Trevor Butterworth, a writer for Forbes, has an article out today called “The Power of Twilight”. The last portion of it just blew me away. Take a look:
But when Twilight can rival and supplant Jane Austen on the nightstand of professional, highly educated women, something more than a reshaping of a genre appears to be at work. The saga seems to have distilled the formative anxieties and agonies of womanhood into a meta-narrative to accompany the real, and often less fantastic, narrative yearning of life.
It is this tension that makes the phenomenon of Twilight so powerful: It is beyond the reach of serious criticism, the “aristocratic” way of reading advocated by that indisputably homme sérieux, Roland Barthes and the “difficulty” prized by the aristocratic T.S. Eliot as the hallmark of a genuine literary experience. And yet Twilight is being endlessly, critically dissected and discussed by those who read it and watch its cinematic rendition. It may be aimed at young adults, and it may have found a mass market audience, but that gives it a force high art seems to no longer possess. One can only wonder how the Farsi version will be read in Tehran.
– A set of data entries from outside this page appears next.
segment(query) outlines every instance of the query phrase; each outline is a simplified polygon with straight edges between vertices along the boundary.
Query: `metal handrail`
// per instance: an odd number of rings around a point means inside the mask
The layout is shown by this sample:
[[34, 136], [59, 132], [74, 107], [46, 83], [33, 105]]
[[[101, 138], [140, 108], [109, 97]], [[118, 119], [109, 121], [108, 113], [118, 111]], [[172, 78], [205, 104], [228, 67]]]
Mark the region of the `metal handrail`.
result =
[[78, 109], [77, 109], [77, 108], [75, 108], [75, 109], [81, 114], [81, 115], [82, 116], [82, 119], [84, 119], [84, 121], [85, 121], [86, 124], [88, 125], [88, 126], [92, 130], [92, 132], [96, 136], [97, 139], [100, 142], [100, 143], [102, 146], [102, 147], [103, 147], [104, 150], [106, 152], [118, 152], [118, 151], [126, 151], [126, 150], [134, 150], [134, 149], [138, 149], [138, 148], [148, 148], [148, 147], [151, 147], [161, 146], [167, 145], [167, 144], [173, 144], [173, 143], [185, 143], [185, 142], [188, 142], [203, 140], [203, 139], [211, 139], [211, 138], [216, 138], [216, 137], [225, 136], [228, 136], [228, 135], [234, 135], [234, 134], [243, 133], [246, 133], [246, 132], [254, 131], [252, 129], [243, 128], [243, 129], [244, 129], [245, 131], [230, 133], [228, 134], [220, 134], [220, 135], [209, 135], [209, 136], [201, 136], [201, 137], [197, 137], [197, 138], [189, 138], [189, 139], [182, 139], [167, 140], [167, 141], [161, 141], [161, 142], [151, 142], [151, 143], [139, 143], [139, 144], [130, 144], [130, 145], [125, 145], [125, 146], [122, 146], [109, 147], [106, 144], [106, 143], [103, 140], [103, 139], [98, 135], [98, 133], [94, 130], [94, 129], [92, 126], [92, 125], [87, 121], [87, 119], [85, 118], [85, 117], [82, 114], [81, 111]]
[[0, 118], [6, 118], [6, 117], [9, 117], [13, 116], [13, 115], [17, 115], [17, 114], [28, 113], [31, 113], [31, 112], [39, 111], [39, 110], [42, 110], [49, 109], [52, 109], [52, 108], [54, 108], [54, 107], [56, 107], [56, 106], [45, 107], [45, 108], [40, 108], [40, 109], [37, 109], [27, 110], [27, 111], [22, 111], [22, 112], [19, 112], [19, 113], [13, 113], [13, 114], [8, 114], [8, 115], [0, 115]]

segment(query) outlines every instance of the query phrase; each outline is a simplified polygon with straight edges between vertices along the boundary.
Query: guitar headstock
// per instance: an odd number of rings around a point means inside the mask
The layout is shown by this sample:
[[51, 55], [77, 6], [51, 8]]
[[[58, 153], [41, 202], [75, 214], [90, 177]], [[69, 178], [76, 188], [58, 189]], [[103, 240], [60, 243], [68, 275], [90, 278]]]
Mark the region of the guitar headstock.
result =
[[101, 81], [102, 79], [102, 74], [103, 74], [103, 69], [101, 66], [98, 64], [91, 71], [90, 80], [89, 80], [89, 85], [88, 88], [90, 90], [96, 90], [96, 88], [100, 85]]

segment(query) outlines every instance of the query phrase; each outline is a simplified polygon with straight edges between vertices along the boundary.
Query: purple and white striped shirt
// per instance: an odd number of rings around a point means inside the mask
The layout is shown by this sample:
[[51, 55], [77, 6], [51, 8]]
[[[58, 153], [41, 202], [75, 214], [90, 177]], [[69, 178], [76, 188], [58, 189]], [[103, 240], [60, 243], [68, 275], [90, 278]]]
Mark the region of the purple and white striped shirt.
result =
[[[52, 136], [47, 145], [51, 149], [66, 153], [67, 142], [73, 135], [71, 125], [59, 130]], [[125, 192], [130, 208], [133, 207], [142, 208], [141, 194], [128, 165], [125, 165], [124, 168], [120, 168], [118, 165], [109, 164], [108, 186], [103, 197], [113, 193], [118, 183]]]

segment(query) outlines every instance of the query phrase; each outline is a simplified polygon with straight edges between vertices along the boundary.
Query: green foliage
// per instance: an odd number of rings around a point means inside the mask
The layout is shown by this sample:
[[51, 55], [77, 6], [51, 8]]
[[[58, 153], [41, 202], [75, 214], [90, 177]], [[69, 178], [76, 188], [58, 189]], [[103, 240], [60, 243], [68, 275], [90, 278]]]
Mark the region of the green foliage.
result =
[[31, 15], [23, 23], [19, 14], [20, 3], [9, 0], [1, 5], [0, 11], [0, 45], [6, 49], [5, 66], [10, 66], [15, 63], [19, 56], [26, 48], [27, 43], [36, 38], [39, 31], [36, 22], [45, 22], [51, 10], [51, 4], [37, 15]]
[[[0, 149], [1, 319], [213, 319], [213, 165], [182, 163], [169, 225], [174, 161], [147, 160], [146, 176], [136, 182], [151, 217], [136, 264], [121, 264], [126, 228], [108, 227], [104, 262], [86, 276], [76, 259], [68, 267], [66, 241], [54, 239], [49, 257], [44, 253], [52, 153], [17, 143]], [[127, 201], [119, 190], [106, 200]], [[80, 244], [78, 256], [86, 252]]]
This all makes the Twilight saga not just the first great Mormon work of literature (pace Orson Scott Card), but the first great cultural product of the 21st century. It’s a fusion of word and film that has taken the interior life of a teenage girl, and a small town on the Western edge of the United States, and placed them at the center of the world.
High praise for our beloved story!
Do you think Stephenie Meyer’s Twilight Saga is the “first great cultural product of the 21st century”?